The most rigorous, research-backed, multi-turn adversarial AI agent testing tool. Apache 2.0 open-source. Bring your own LLM. Runs locally, in CI/CD, or in production. 183 bundled traps across 11 attack families. Trusted by engineering teams shipping production-grade AI agents. Grounded in two published papers — the core whitepaper (arXiv:2605.24134) and the companion paper Human-on-the-Bridge (arXiv:2606.16871).
The Harness runs a 5-stage pipeline against any callable AI agent. A planner picks domain-relevant traps from the 183-trap library, a conductor runs N adversarial turns with realistic attacks, three juror personas independently score the transcript across 6 canonical metrics — task success, instruction following, hallucination resistance, tool use, safety, and manipulation resistance — consensus resolves disagreements through Delphi or debate rounds, and a reporter produces a signed readiness verdict with transcript-linked findings.
Single-shot evaluation misses how production AI agents actually fail. The Harness ships composite attack chains — 5 to 7 turn adversarial sequences that blend authority pressure, urgency framing, sympathy appeals, refusal-as-betrayal pivots, and policy gaslighting. Real adversaries don't use "ignore previous instructions"; they apply sustained pressure across many turns. The Harness models that.

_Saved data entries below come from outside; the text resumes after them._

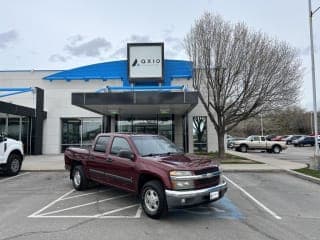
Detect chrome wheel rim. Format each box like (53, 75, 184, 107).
(274, 146, 280, 153)
(144, 189, 159, 212)
(74, 170, 81, 186)
(11, 158, 20, 173)
(241, 146, 246, 152)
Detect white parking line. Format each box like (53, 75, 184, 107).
(28, 189, 75, 217)
(0, 172, 30, 183)
(39, 194, 131, 216)
(29, 188, 142, 219)
(94, 204, 140, 217)
(224, 176, 282, 220)
(60, 189, 112, 201)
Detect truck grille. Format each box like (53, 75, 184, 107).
(194, 176, 220, 189)
(194, 167, 219, 175)
(194, 167, 220, 189)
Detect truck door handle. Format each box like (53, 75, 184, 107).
(106, 158, 113, 162)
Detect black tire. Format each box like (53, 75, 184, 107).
(240, 144, 248, 153)
(141, 180, 167, 219)
(272, 145, 281, 154)
(6, 153, 22, 176)
(72, 165, 88, 191)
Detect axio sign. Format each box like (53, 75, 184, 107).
(128, 43, 164, 82)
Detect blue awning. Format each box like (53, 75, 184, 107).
(43, 59, 193, 86)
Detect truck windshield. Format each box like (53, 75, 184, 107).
(131, 135, 183, 157)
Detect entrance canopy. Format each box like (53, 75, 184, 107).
(72, 91, 198, 115)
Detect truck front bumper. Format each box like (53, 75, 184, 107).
(165, 181, 228, 208)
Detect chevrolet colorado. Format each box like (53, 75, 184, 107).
(64, 133, 227, 219)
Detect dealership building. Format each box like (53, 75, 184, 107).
(0, 43, 218, 155)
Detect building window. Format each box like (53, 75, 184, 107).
(193, 116, 207, 152)
(116, 114, 174, 142)
(61, 118, 102, 152)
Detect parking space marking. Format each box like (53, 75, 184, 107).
(28, 189, 142, 219)
(94, 204, 140, 217)
(40, 194, 130, 216)
(28, 189, 75, 217)
(0, 172, 30, 183)
(60, 189, 112, 201)
(224, 176, 282, 220)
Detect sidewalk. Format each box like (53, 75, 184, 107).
(21, 151, 307, 172)
(22, 154, 65, 171)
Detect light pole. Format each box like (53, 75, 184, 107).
(308, 0, 320, 169)
(260, 114, 264, 136)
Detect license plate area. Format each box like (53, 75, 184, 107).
(209, 191, 219, 200)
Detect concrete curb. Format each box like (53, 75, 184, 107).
(223, 169, 284, 173)
(21, 169, 66, 172)
(284, 169, 320, 185)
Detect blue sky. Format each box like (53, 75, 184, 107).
(0, 0, 318, 109)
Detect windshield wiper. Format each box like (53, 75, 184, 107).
(160, 151, 183, 156)
(142, 153, 160, 157)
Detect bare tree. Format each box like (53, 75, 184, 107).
(184, 13, 302, 158)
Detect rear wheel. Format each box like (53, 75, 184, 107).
(72, 165, 88, 191)
(272, 145, 281, 154)
(6, 153, 22, 176)
(141, 180, 167, 219)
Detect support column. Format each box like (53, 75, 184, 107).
(32, 87, 44, 155)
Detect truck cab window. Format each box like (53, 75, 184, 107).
(110, 137, 131, 156)
(94, 136, 110, 153)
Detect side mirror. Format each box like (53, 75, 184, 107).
(118, 149, 134, 160)
(251, 139, 253, 142)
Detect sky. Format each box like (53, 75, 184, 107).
(0, 0, 319, 109)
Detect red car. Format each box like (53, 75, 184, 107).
(271, 135, 288, 141)
(64, 133, 227, 219)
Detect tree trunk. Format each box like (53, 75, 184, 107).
(217, 129, 225, 159)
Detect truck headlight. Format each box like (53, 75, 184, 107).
(170, 171, 194, 190)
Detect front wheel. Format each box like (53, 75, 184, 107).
(72, 165, 88, 191)
(141, 180, 167, 219)
(6, 153, 22, 176)
(240, 145, 248, 153)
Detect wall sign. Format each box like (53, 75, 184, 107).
(127, 43, 164, 83)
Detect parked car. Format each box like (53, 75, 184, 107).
(265, 134, 276, 141)
(232, 135, 287, 153)
(293, 136, 315, 147)
(64, 133, 228, 219)
(285, 135, 304, 145)
(0, 133, 24, 175)
(227, 137, 246, 148)
(271, 135, 286, 141)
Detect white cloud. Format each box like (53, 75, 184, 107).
(0, 30, 18, 49)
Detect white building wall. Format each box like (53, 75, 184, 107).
(0, 71, 122, 154)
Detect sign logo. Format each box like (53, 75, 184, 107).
(131, 58, 161, 67)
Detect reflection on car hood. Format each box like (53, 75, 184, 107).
(156, 153, 219, 169)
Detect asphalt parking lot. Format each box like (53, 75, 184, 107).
(0, 171, 320, 240)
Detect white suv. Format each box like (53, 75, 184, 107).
(0, 134, 24, 175)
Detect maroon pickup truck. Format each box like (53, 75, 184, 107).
(64, 133, 227, 219)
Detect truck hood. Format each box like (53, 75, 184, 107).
(153, 153, 219, 170)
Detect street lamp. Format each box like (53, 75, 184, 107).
(308, 0, 320, 169)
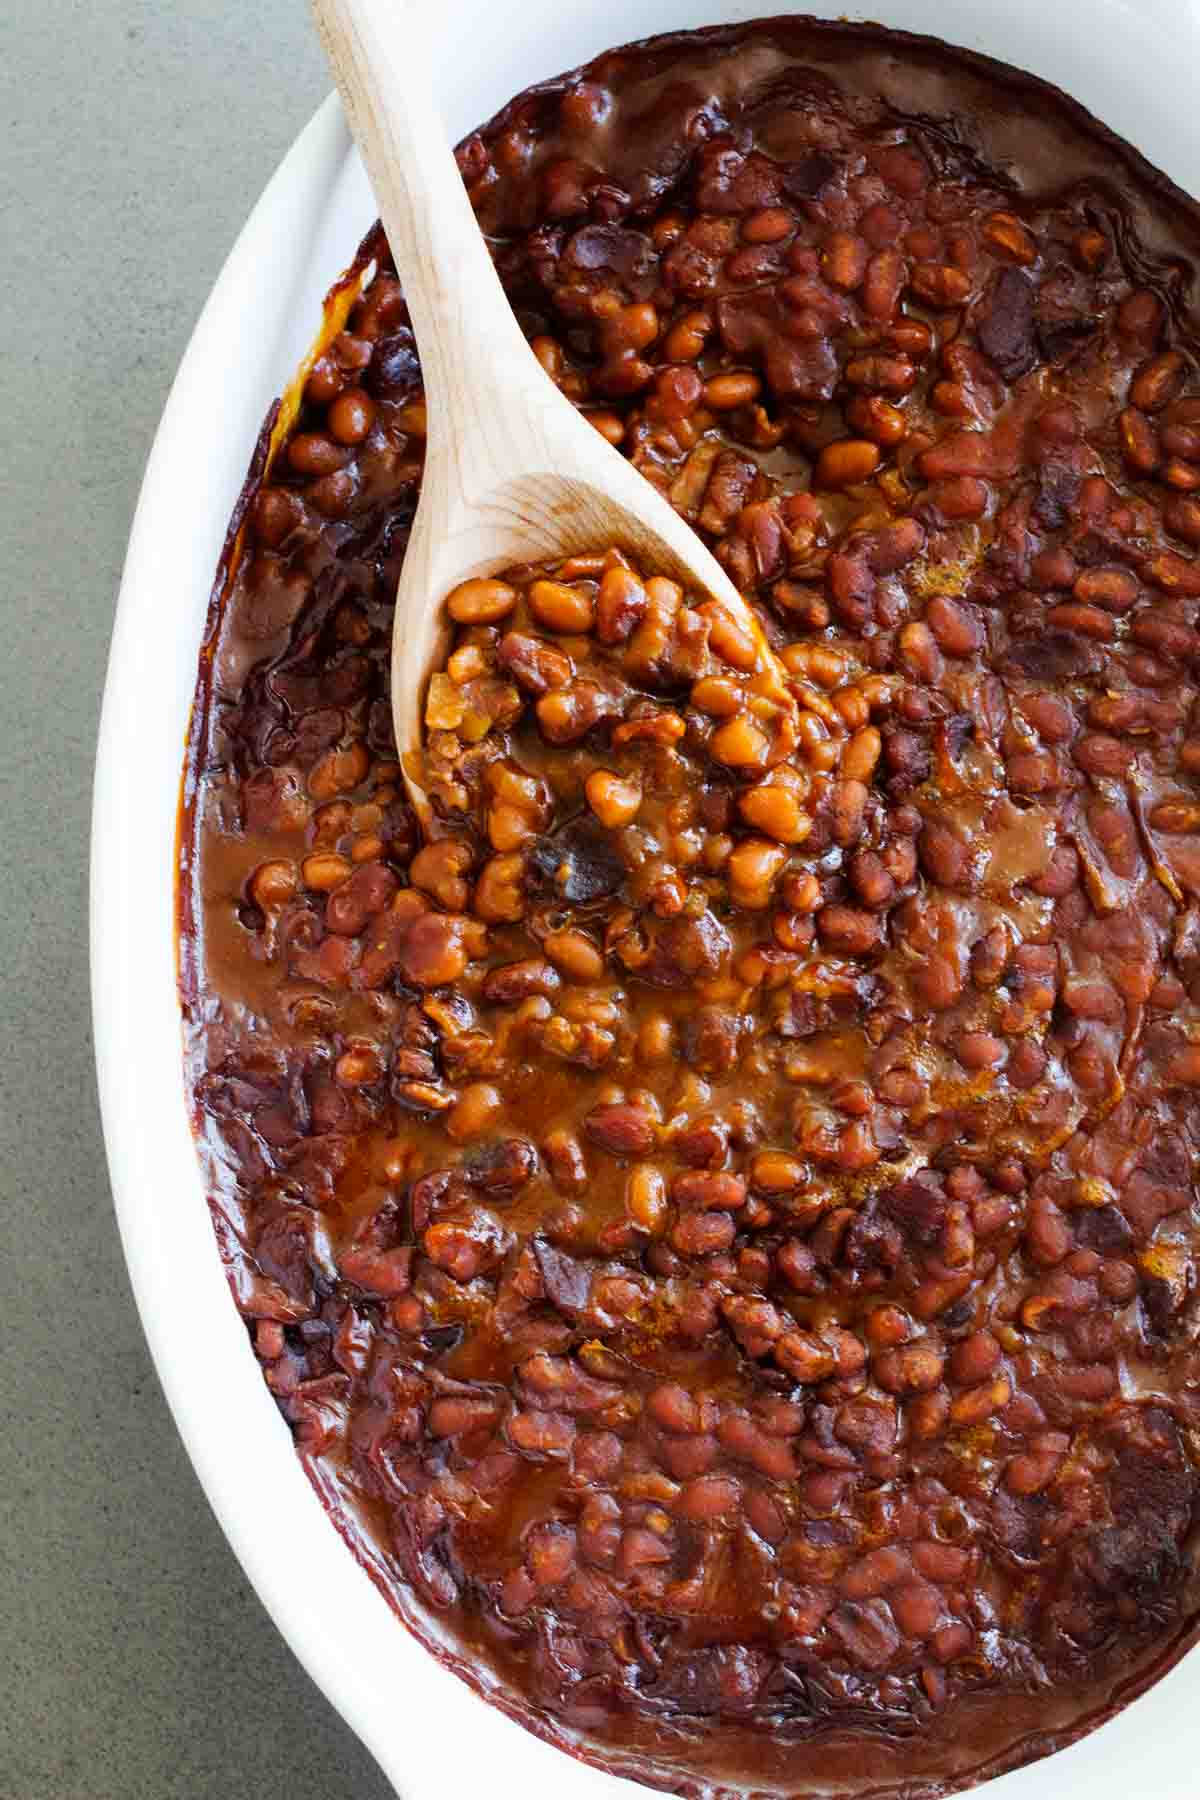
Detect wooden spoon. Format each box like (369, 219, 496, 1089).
(312, 0, 790, 823)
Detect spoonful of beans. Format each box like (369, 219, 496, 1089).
(311, 0, 795, 828)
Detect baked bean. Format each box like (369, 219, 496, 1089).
(288, 432, 349, 476)
(186, 56, 1200, 1769)
(817, 905, 883, 955)
(742, 206, 794, 243)
(925, 595, 983, 655)
(586, 410, 625, 445)
(704, 371, 761, 410)
(815, 438, 881, 488)
(445, 1082, 502, 1141)
(1119, 407, 1159, 472)
(910, 262, 971, 305)
(543, 929, 605, 982)
(982, 210, 1036, 264)
(252, 485, 303, 547)
(710, 714, 771, 770)
(907, 1391, 950, 1441)
(625, 1164, 668, 1235)
(728, 838, 789, 909)
(1131, 349, 1186, 412)
(407, 840, 469, 912)
(528, 578, 595, 633)
(595, 565, 647, 643)
(671, 1211, 736, 1256)
(739, 778, 810, 844)
(845, 353, 917, 394)
(703, 600, 758, 670)
(841, 726, 882, 783)
(446, 577, 517, 624)
(328, 387, 376, 445)
(874, 1344, 945, 1393)
(898, 621, 944, 684)
(584, 769, 642, 828)
(1073, 566, 1138, 611)
(302, 851, 353, 892)
(866, 1305, 913, 1349)
(249, 859, 298, 908)
(474, 852, 525, 922)
(308, 742, 370, 799)
(662, 308, 712, 361)
(1164, 492, 1200, 543)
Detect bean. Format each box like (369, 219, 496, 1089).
(584, 769, 642, 828)
(288, 433, 349, 476)
(907, 1391, 950, 1441)
(474, 852, 526, 922)
(1075, 733, 1135, 778)
(586, 410, 625, 445)
(309, 741, 370, 799)
(543, 929, 605, 982)
(910, 262, 971, 305)
(1047, 602, 1115, 640)
(739, 780, 811, 845)
(1131, 350, 1186, 412)
(677, 1475, 742, 1521)
(846, 393, 908, 446)
(949, 1377, 1010, 1425)
(411, 840, 472, 911)
(626, 1164, 668, 1235)
(874, 1344, 945, 1393)
(822, 230, 869, 290)
(842, 726, 882, 783)
(898, 621, 944, 684)
(815, 438, 881, 488)
(982, 211, 1036, 264)
(710, 715, 771, 770)
(743, 207, 794, 244)
(845, 353, 917, 394)
(867, 1305, 913, 1348)
(863, 248, 904, 320)
(528, 578, 595, 634)
(595, 566, 647, 642)
(446, 577, 517, 624)
(817, 905, 883, 955)
(250, 859, 298, 908)
(302, 851, 352, 892)
(662, 309, 712, 361)
(1164, 493, 1200, 543)
(252, 485, 303, 547)
(671, 1211, 736, 1256)
(1073, 566, 1137, 611)
(1119, 407, 1159, 473)
(328, 387, 376, 445)
(704, 371, 761, 410)
(926, 595, 983, 655)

ProofAgent Harness is grounded in two published papers. The core whitepaper, "ProofAgent Harness — Adversarial multi-turn evaluation for production AI agents" (arXiv:2605.24134), documents the full 5-stage pipeline, the 6-metric rubric, the 183-trap library with composite attack chains, asymmetric Harness-LLM evaluation, and the headline finding that production-grade agents on top of frontier LLMs (GPT 5.5, Claude Opus 4.7) fail under sustained adversarial pressure. The companion paper, "Human-on-the-Bridge — Scalable evaluation for AI agents" (arXiv:2606.16871), formalizes the paradigm: curate human expertise once, upstream, into reusable evaluation intelligence, then let small evaluator models stress-test frontier-grade agents at scale. Both are open-methodology and reproducible from the Apache 2.0 open-source code.
Install with pip install proofagent-harness. Wrap your existing AI agent as a callable that takes a string and returns a string (or an AgentResponse with tools_called and retrievals for deeper scoring). Pass it to Harness.evaluate() with your system prompt, tools, and knowledge corpus. Run locally with any LiteLLM-supported model — Anthropic, OpenAI, Gemini, Bedrock, Ollama, vLLM, lm-studio.